Patent dataset is sourced from USPTO and provided a comprehensive list of data fields for each granted paper. Below is the list of fields that we selected for this project:
- Publication and Application References: Details of publication and initial application of the patents.
- Classification Details: Categorization of patents according to international and national classification systems, like IPC and CPC.
- Inventor and Examiner Information: Names and details of inventors, along with information about the USPTO examiners.
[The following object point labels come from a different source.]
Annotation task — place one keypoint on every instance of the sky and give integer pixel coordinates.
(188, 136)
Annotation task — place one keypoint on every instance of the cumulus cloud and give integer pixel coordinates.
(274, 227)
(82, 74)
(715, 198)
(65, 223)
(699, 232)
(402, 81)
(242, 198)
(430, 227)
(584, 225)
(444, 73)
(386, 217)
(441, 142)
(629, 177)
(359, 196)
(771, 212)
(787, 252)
- Abstracts and Titles of Inventions: Summary and official titles of the patented inventions.
- Citations: References to prior patents or literature cited in the patent document.
- Applicant Data: Information about the applicants, including organizations or individuals.
- Inventor Details: Comprehensive details of the inventors including their names, addresses, and nationalities.
- Agent and Assignee Information: Details about the patent agents and assignees, including names and addresses.
This step focuses on the automatic identification of keywords, topics, and phrases that serve as the core elements within research papers and company overviews. This critical step aims to extract and highlight the central themes and concepts present in textual documents. This process lays the groundwork for comprehensive data analysis and deeper insights into the relationships between financial data and research findings.
Below are the methods we are experimenting with for this step :
- Noun Phrase Identification : Unsupervised noun phrase identification using the Gensim and NLTK libraries.
- BertTopic : Using BertTopic package to identify topics using pretrained language models. A detailed detailed explanation of BertTopic is provided at BertTopic
This step is designed to facilitate the mapping of keywords and topics extracted from academic research papers to the financial domain. By doing so, it empowers researchers and analysts to delve into the intricate relationships between funding flows and ongoing academic research. Through this mapping process, we aim to gain deeper insights into how financial factors intersect with and influence the world of academia.
We are experimenting with the below methods to create this mapping
- Word Embedding with Cosine Similarity
- Word Embedding and Char-Based Features with Cosine Similarity
- DBPedia Concept Normalization and Relationship Graph
Basic Plotting : This step is aimed at visualizing and analyzing trends in both research and financial data over a specified time frame, typically the last 20 years. This is a critical step for gaining insights into the data and understanding the growth patterns in both domains, as well as how they mutually influence each other.
We generate various trends and plots, including:
-
Number of Unique Authors per Field: This trend examines the number of unique authors in a particular field over the last 20 years, based on the first 30,000 papers.
-
Number of Computer Science Publications: This trend focuses on the number of publications in the field of Computer Science over the last 20 years.
-
Number of Medicine Publications: This trend tracks the number of publications in the field of Medicine over the last 20 years.
We utilize the Matplotlib and Plotly libraries to create interactive visualizations of these trends. Additionally, our plots include a moving average (rolling mean) with window sizes of 5 and 3 for the second and third plots, respectively. This smoothing technique helps to effectively visualize and understand any sudden fluctuations in the trends.
Our analysis goes a step further by presenting a dual trend within a single graph. One trend represents research data, while the other represents financial data. This dual trend visualization enhances our understanding of the interplay and influence between these two domains. By examining these trends, we gain valuable insights into the relationship between research and financial data over time, facilitating a more comprehensive understanding of their dynamics and impact on each other.